忙しいわい!って思っている人も多いかもしれませんが、おそらく大学生活の中で一番時間を取れるのが1年生のときなのではないかと思います。

2年生以上になったら、サークルで重要な位置を占めるようになったり、ゼミが忙しくなったり、就活を始めないといけなくなったりしますからね。

というわけでみなさんには、1年生のうちにじっくり読書をしてほしいと思います。時間のあるときにじっくり考え抜いた経験は、後々に生きてくるはずです。

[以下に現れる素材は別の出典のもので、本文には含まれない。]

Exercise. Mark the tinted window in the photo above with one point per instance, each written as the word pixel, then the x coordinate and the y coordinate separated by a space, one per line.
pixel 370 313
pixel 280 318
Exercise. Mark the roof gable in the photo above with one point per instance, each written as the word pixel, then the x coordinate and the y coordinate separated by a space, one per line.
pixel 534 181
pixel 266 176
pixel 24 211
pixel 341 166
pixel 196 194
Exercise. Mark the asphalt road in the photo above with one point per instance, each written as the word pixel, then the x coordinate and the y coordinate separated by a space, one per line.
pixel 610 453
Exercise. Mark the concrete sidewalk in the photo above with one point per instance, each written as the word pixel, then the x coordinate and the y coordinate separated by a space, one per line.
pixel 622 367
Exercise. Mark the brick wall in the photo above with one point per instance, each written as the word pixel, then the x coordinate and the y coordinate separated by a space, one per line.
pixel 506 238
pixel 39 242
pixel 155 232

でも何読んだらいいかわからないよという人のために、この度私はじっくり読むべき哲学の古典を3冊選びました。どれか1冊でも構わないので、自分が納得できるまで読み抜いてほしいと思います。ぜひ頑張ってみてください!

大学1年生の春休みにおすすめの哲学書

この記事で選んでいる3冊の哲学書は、いずれも長大で、かつ重要な著作になっています。どれか1冊でもみなさんの心に刺さるものがあれば、どれだけ時間がかかってもいいので、ぜひ根気よく読破してみてくださいね。

 

大学1年生の春休みにおすすめの哲学書①:『ニコマコス倫理学』

『ニコマコス倫理学』の概要

最初に紹介したいのは、アリストテレスの『ニコマコス倫理学』です。この書籍についての詳細は以下の記事をご覧ください。

『ニコマコス倫理学』要旨・要約、感想とレビュー

本書の著者であるアリストテレスは、プラトン・ソクラテスとともに古代ギリシアの哲学の頂点に君臨する天才です。哲学だけでなくあらゆる学問に精通していた彼は、その時代においてすでに微分方程式の原型となる考え方を発見していたとされています。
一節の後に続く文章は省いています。